Turns out all this dancing and drumming and rattle-shaking was Grampa’s death song. Pretty energetic for a dying old guy whose skill is fading. 

So Grampa dies, and Mom lops off her hair and rubs ashes on her arms and face—and then has to explain to her horrified husband and children why she’s doing this. Then she sets in to weave a basket. Although it would be an odd thing for a grieving Indian woman to do, it gives Ketchum the opportunity to write—this:
“Mother’s hands began to move and I watched her for a moment. Her fingers snaked a pale splint into the half-formed basket, twining the ash in and out through darker splints so the pattern alternated, dark, then light. Dark. Light. Mother. Father. A dark splint, a light one, woven together. My sister and me, formed from the two—each one of us a sturdy basket, held by the tight mesh of our parents’ weaving. Each neither Pequot, nor English, but both.”
Holy Belabored Metaphor, Batman! And ash splints are not twined, they’re plaited.
More:
Daniel admires the quilling that decorates the bottom of his new deerskin pouch, and muses that "Mom must have spent long hours softening the hide, collecting the quills, then weaving them into this beautiful pattern." Let's get real here. Quills are not collected. (Can you imagine someone walking through the woods, looking for quills? Does the term "needle in a haystack" ring a bell?) There are three ways to get quills: (1) Find a dead porcupine, remove the quills, (2) Find a live porcupine, throw a blanket over it, remove the quills from the blanket, or (3) Find a porcupine, shoot it, remove the quills.
Grampa verbally instructs Daniel on how to make a dugout canoe: “You must find a straight tree with no branches,” he explains. “A chestnut will last forever….First peel off the bark. Then build a fire inside the log and watch it carefully. Burn it, and scoop out the wood. It takes a long time."

It does take a long time, even if you don’t have to look for a tree with no branches and then wait for the tree to fall. Grampa’s directions are pretty straightforward; he just left out a few steps: You have to chop down the tree, drag it to a clearing (preferably near the water), cut off the bark and shape the outside with an axe, then do slow controlled burning (using wet clay as a barrier) to shape the inside, scrape out the coals, repeat burning and scraping the length of the boat, then scrape the inside and outside smooth. This is not the kind of wisdom an Indian grandfather would pass on to his young grandson—by talking. He would more likely show his grandson how something this complex is done, and he would enlist the aid of other male family or community members. And all the while they were working together, grampa would be telling stories about patience, commitment, and passing down history. 

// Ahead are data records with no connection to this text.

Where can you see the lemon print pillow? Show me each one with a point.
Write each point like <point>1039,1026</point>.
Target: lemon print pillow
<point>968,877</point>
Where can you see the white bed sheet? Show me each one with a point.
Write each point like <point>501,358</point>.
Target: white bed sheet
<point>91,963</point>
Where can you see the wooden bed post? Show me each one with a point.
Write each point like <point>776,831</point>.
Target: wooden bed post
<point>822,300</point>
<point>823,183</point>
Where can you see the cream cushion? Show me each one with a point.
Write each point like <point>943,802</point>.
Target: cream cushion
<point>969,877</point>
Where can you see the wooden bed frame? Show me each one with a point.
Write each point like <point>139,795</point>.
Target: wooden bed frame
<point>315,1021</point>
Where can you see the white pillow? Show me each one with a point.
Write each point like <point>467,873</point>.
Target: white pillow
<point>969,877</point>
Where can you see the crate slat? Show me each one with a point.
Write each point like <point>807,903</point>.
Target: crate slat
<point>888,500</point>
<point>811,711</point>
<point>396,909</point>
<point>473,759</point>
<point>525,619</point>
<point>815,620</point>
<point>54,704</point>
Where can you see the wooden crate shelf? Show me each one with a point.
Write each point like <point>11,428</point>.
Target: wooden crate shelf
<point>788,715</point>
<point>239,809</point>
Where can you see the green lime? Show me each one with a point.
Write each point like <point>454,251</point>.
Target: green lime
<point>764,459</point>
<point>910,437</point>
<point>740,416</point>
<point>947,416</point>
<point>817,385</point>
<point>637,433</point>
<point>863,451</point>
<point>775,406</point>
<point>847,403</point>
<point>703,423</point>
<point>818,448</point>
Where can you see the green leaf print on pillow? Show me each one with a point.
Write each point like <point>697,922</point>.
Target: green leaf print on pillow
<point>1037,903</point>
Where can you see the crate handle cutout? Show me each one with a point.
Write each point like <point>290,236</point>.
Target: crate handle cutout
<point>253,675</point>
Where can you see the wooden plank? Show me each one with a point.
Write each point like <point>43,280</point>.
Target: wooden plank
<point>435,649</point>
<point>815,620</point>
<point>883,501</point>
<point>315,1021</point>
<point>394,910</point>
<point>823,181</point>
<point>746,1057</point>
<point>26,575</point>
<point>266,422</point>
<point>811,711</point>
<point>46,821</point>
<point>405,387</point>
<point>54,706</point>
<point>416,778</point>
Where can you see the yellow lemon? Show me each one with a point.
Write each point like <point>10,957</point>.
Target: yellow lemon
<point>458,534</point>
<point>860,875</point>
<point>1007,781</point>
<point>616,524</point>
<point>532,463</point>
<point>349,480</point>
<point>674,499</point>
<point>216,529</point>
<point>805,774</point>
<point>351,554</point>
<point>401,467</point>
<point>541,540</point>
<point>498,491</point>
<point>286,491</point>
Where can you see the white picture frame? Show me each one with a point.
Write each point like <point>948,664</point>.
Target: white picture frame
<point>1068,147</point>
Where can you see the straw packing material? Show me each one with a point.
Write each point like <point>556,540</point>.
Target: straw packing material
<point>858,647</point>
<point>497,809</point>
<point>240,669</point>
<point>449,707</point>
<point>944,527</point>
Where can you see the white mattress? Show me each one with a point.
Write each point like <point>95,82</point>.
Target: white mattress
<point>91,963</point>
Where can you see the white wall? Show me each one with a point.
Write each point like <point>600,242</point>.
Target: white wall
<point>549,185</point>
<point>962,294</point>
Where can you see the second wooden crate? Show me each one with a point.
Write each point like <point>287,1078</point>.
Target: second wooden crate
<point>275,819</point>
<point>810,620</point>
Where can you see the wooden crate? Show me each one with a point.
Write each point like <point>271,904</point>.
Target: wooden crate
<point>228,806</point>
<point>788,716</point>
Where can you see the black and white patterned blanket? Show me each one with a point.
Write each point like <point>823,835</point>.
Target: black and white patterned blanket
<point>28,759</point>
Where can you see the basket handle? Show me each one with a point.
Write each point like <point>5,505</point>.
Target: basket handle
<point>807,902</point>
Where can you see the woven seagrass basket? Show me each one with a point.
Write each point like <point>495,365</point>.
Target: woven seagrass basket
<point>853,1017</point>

The red-tailed hawk who flies around, alternately bringing and taking messages and leading people to safety is busier than Rin-Tin-Tin. As the great Cherokee philosopher Tom King said, “the beauty of Native philosophy is that not everything means something." 

Finally, Indians don’t have “gleaming black eyes” or “eyes black as coal.” No one does. Where the Great Hawk Flies is a boring book besides. 
—Beverly Slapin


1 comment:

Anonymous said...

Dang it! I'm one of those librarians who bought the book on the strength of good reviews. I'm wondering how to avoid this in the future. How do you feel about being an authority, given your blog's title?